Joshua Hren reviews Annihilation, Houellebecq’s latest novel, for First Things.
Houellebecq’s new novel Annihilation, originally published in French in 2022, can be read either as a ruthlessly exacting description of liberalism’s effects or as an artful protest against them. But Houellebecq’s commitments are clear: Here is his horrified diagnosis of a culture of death that is euthanistic in more than one sense.
Patricia Snow on “Taylor Swift’s Sexual Revolution”
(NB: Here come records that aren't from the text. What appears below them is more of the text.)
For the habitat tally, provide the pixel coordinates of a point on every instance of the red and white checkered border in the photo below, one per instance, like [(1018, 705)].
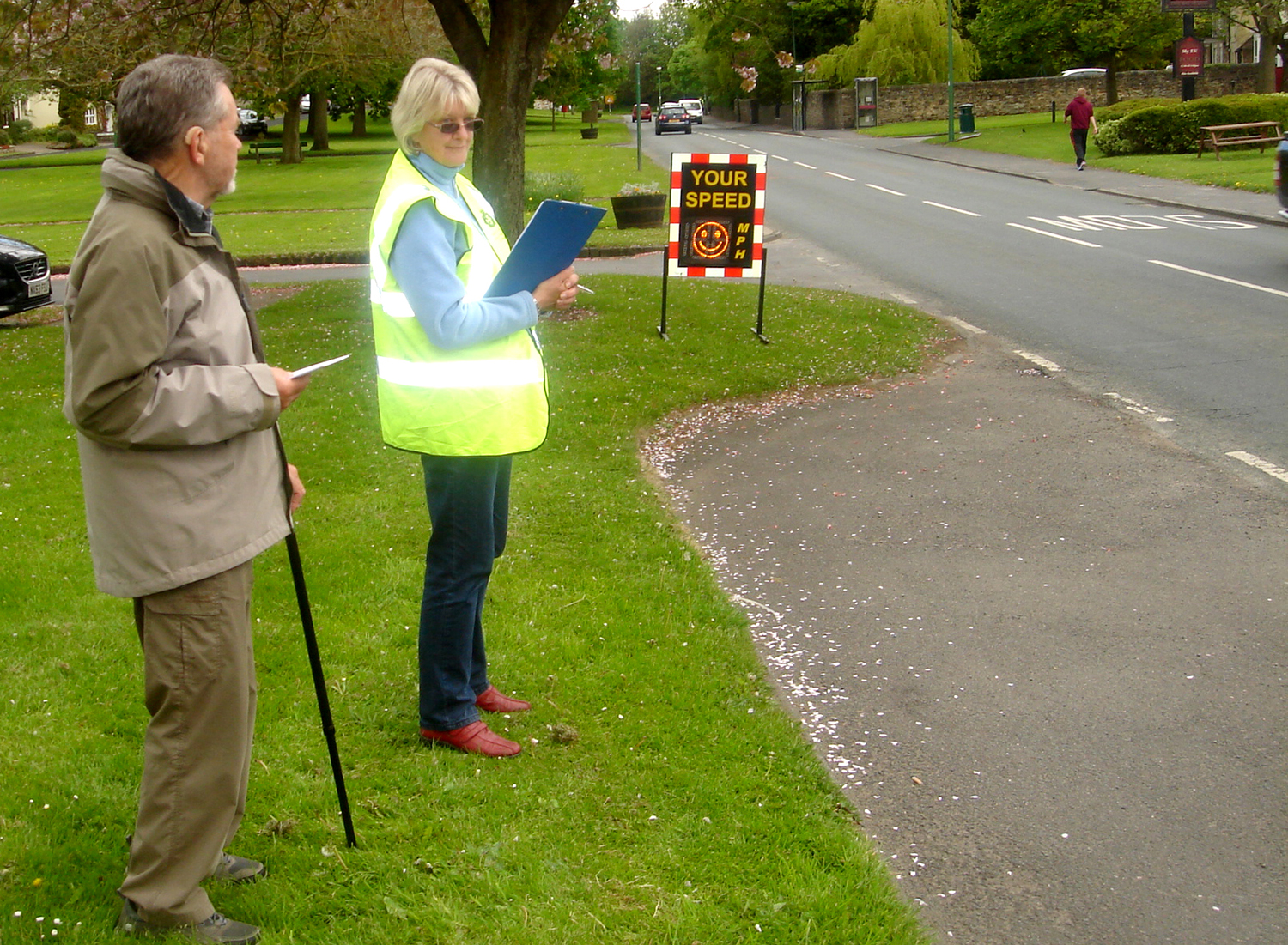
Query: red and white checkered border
[(757, 231)]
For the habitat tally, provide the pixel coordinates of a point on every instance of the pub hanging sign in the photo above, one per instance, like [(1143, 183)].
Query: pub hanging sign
[(718, 215)]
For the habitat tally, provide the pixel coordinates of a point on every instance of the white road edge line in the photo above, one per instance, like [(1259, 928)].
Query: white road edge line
[(1139, 409), (1055, 236), (963, 326), (1221, 278), (945, 206), (1267, 468), (1040, 360)]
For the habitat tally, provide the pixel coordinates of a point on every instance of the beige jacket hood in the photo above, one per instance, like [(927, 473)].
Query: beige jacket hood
[(167, 389)]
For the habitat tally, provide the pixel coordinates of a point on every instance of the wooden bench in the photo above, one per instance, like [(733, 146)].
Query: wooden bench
[(1260, 133), (259, 148)]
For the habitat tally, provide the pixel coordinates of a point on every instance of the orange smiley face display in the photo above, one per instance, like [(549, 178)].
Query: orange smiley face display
[(710, 239)]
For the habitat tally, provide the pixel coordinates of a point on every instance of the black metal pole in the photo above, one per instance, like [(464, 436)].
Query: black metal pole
[(760, 304), (301, 595), (661, 329), (1188, 82)]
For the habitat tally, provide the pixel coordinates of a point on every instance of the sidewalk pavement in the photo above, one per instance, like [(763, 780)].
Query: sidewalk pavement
[(1243, 205), (1037, 645)]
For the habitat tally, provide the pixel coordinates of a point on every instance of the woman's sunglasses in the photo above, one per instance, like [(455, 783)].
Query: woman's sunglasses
[(453, 126)]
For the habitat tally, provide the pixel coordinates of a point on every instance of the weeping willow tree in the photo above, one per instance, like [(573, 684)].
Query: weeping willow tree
[(906, 43)]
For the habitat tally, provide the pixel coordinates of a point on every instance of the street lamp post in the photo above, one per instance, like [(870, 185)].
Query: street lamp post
[(791, 8)]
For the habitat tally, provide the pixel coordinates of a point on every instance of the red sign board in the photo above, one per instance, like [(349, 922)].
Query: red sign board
[(1189, 58)]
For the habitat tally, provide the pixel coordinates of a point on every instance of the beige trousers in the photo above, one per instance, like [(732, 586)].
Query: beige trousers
[(200, 692)]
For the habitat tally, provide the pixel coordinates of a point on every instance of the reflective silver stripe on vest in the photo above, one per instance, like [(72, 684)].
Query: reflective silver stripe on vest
[(394, 303), (461, 375)]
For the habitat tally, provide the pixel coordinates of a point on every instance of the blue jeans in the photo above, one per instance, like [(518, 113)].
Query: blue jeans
[(469, 510)]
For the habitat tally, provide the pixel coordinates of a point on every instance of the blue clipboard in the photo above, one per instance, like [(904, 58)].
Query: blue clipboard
[(548, 245)]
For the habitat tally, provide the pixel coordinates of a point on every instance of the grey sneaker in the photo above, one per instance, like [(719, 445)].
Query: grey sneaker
[(216, 930), (239, 869)]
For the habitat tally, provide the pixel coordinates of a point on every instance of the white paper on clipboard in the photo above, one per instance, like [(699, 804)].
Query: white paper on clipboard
[(311, 368)]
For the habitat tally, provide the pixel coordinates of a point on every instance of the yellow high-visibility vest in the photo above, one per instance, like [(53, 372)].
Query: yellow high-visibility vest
[(487, 399)]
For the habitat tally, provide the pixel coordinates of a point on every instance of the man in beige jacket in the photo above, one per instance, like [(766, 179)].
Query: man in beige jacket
[(185, 476)]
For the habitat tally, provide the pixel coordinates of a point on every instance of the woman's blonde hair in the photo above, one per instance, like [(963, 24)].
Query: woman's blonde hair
[(430, 89)]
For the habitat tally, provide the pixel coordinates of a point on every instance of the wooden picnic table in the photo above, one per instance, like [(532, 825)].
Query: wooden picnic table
[(1260, 133)]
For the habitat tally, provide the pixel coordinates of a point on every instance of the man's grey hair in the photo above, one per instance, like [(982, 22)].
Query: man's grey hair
[(162, 98)]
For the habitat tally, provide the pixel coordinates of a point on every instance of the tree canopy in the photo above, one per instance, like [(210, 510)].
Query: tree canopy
[(1035, 38), (904, 43), (504, 51)]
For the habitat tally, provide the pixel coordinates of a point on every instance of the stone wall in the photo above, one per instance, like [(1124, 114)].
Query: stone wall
[(835, 108)]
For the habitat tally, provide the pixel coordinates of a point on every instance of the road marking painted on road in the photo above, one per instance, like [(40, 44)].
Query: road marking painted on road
[(945, 206), (1221, 278), (965, 326), (1055, 236), (1139, 409), (1040, 360), (1267, 468)]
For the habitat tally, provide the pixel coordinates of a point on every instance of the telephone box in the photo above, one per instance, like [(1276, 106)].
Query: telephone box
[(866, 102)]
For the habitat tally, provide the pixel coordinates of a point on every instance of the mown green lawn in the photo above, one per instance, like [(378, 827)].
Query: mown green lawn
[(664, 793), (1037, 136)]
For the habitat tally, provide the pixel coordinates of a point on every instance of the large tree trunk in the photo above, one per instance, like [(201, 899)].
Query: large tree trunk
[(1267, 64), (505, 66), (319, 113), (291, 131)]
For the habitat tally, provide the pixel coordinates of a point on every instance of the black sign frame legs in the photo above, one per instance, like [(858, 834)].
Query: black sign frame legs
[(661, 329), (760, 304)]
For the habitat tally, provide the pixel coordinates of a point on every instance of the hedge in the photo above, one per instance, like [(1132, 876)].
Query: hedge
[(1174, 129)]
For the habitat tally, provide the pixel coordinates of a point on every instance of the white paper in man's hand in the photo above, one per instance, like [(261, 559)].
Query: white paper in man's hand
[(311, 368)]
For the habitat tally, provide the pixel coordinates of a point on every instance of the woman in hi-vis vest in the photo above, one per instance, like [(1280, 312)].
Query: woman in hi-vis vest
[(460, 381)]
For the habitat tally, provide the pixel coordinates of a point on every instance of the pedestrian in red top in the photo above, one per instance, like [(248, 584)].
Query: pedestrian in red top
[(1079, 116)]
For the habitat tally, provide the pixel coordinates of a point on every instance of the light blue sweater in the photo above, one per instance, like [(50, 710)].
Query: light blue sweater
[(424, 260)]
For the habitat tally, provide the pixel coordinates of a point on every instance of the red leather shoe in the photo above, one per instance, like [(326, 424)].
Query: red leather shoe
[(492, 700), (476, 738)]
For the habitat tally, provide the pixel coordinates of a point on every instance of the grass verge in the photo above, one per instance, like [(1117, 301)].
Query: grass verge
[(1036, 136), (664, 795)]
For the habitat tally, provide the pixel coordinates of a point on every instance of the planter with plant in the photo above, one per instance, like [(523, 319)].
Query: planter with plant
[(638, 205)]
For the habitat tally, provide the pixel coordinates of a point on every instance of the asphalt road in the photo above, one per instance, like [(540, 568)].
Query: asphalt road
[(1179, 309), (1037, 639)]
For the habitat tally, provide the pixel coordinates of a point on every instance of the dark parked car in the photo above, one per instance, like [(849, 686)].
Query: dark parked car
[(672, 118), (250, 125), (23, 277), (1282, 175)]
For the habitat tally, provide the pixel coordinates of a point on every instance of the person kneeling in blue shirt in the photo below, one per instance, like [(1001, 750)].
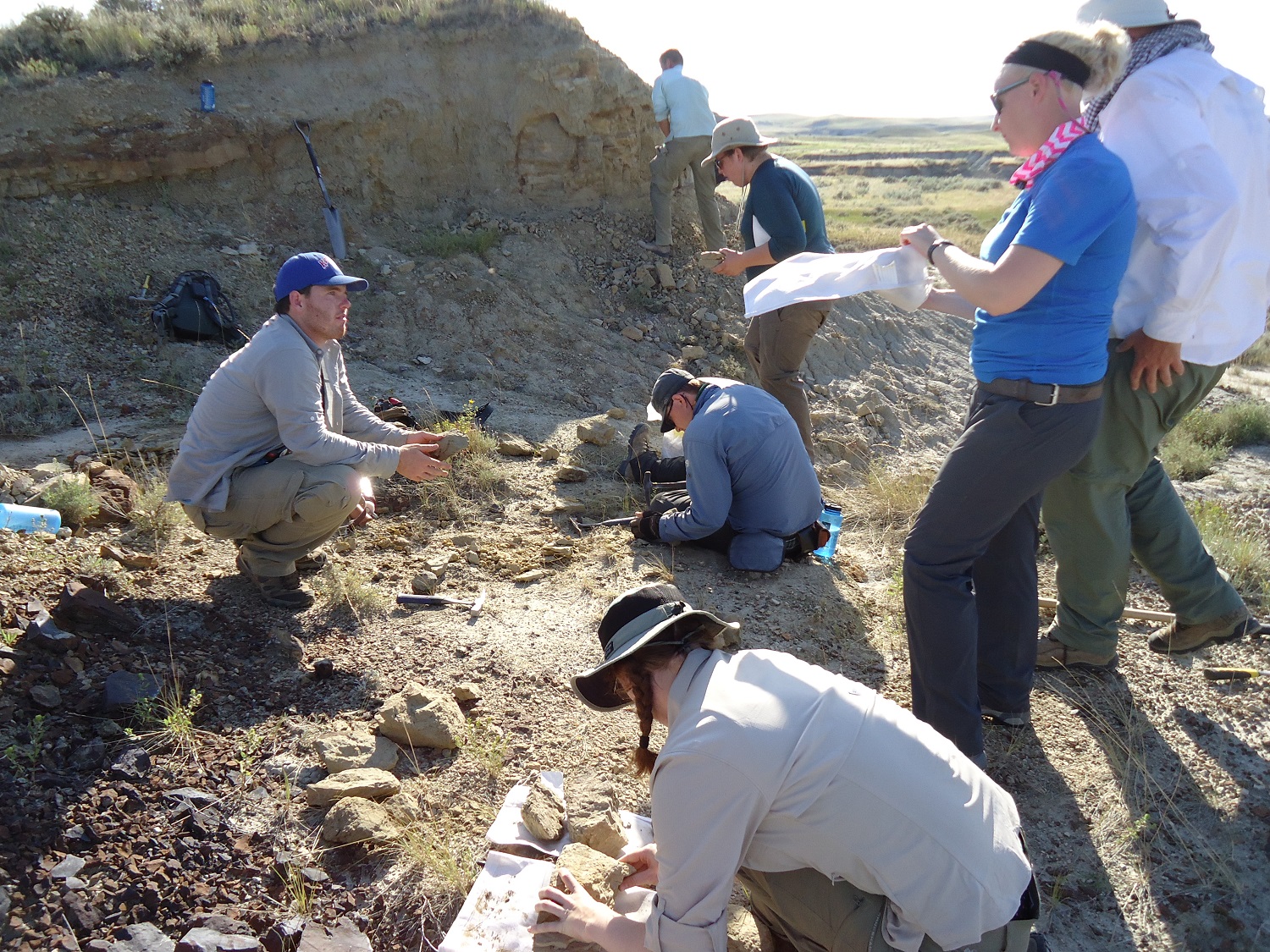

Snow writes some of the most thought-provoking essays, and this one is no exception. Even if you don’t want to hear another word about Taylor Swift, please read this one, as she is concerned with the larger meaning of Swift’s work, her success, and what it means not just for Swifties, but for society":
But what happens to a generation when real religion is off the table, and the only alternative to the life young people are living looks to them like a life-sentence of “long-suffering propriety,” a “gray” life urged on them by “judgmental creeps” in “empath’s clothing”? What happens when the rebellion of the 1960s has become a tradition all its own, a handed-down, parentally and societally sanctioned status quo? Even more to the point where women are concerned, what happens when certain core Christian teachings about self-sacrifice and expiatory suffering—teachings separated for a long time now from the tradition that made sense of them—persist in the romantic imagination in distorted, dangerous shapes, rogue applications especially seductive to the female sex? “I would’ve died for your sins,” Swift sings on her most recent album, “Instead I just died inside”—an example of the empathy trap, about which I have written elsewhere. Too many young women are being raised in a cult that we might call Christianity without Christ, a perilous contradiction in terms. For Swift and her friends, the cross is still there, but Christ is not on it, which means that the suffering and the self-offering are theirs alone.
Mama Needs a Hysterectomy
Our own Rhonda Ortiz shares her story of surgery, psychotherapy, and so much more. It is so, so good.
Andrea (not her real name) is my new, doctor-prescribed psychotherapist. Because I have bipolar disorder and ADHD, I have the pleasure of visiting medical offices with the words “behavioral health” blazoned upon the signage. I had skipped out on psychotherapy for months after my previous therapist left the practice, but when the erratic mood swings, paranoia, and suicidal ideations started happening, my psychiatrist insisted I get back down to business.
Echolocations: Thoughts on Poems by A.E Stallings
This is so exciting. A.E. Stallings looks at a poem and discusses what she admires about it. In this first issue, she explores “Cliché” by V. Penelope Pelizzon.
Jason Guriel: In Praise of a Brazen Poet: On the Essays of Kay Ryan, Outsider
Ryan started publishing poetry in the 1980s, and was writing in her mature style by the 1990s. But she didn’t publish many of her best essays until the aughts. A good number of them appeared in Poetry, under Christian Wiman’s editorship. They were charming and philosophical. They gave the impression of a master who had waited years to speak her mind; and of a mind that had required those years to mull its concerns: poetry, memory, time, Moore, Frost, Dickinson. The mind seemed calmly, irrefutably, itself. Unlike so many of her contemporaries, who had “given up way too much inside”—to workshops, to the online fracas, to the fiction of fellowship—here was a writer who had stayed steeped in her own acids.